The award also recognised the hundreds of thousands of people who have demonstrated against Iranian discrimination and oppression of women, Reiss-Andersen said.
"Only by embracing equal rights for all can the world achieve the fraternity between nations that (prize founder) Alfred Nobel sought to promote," she said.
Release call
Mohammadi is currently serving multiple sentences in Tehran's Evin Prison amounting to about 12 years imprisonment, according to the Front Line Defenders rights organisation, one of the many periods she has been detained behind bars.
Charges include spreading propaganda against the state.
She is the deputy head of the Defenders of Human Rights Center, a non-governmental organisation led by Shirin Ebadi, the 2003 Nobel Peace Prize laureate.
Mohammadi is the 19th woman to win the 122-year-old prize and the first one since Maria Ressa of the Philippines won the award in 2021 jointly with Russia's Dmitry Muratov.

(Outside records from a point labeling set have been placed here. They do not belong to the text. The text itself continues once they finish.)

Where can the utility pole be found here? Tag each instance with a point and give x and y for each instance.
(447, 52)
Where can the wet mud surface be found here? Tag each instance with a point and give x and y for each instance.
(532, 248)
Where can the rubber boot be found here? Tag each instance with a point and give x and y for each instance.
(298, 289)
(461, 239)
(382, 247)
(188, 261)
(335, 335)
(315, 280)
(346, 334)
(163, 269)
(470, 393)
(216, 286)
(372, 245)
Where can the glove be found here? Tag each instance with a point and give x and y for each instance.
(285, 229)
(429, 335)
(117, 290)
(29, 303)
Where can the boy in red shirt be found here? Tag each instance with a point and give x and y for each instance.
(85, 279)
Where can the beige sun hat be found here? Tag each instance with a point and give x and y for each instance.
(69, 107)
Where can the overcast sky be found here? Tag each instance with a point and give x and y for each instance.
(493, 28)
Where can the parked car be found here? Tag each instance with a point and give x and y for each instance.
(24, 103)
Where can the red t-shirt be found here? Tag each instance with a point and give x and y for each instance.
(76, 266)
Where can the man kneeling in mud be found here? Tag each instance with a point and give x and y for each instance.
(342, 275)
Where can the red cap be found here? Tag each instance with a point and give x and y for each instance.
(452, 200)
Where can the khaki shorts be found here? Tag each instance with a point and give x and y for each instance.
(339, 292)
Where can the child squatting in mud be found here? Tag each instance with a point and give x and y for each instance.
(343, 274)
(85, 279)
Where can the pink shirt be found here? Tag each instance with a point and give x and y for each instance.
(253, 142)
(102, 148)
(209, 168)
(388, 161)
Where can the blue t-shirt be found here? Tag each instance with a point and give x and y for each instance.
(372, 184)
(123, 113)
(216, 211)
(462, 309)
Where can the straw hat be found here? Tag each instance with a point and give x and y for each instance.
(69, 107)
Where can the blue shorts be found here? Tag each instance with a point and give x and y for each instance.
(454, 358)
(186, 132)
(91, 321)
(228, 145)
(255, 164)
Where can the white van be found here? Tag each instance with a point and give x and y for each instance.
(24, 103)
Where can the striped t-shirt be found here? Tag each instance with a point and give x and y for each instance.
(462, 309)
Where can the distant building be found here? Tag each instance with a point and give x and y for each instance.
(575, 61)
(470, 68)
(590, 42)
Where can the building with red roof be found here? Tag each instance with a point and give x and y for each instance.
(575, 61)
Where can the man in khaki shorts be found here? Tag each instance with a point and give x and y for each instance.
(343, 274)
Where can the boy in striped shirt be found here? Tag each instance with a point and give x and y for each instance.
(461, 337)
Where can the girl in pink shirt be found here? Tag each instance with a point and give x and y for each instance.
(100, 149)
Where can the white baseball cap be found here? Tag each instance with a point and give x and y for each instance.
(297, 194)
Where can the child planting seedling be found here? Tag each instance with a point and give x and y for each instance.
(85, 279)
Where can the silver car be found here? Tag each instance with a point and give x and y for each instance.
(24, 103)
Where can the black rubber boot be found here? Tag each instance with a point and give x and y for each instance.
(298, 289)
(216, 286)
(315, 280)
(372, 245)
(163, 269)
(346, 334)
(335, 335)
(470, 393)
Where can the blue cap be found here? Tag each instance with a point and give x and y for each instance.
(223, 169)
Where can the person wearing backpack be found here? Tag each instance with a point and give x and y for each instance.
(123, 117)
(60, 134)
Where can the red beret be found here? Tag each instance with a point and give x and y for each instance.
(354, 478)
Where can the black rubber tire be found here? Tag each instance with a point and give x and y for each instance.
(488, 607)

The Nobel Peace Prize, worth 11 million Swedish crowns, or around $1 million, will be presented in Oslo on Dec. 10, the anniversary of the death of Swedish industrialist Alfred Nobel, who founded the awards in his 1895 will.
"This prize is first and foremost a recognition of the very important work of a whole movement in Iran, with its undisputed leader, Narges Mohammadi," Reiss-Andersen said.
"If the Iranian authorities make the right decision, they will release her so that she can be present to receive this honour (in December), which is what we primarily hope for."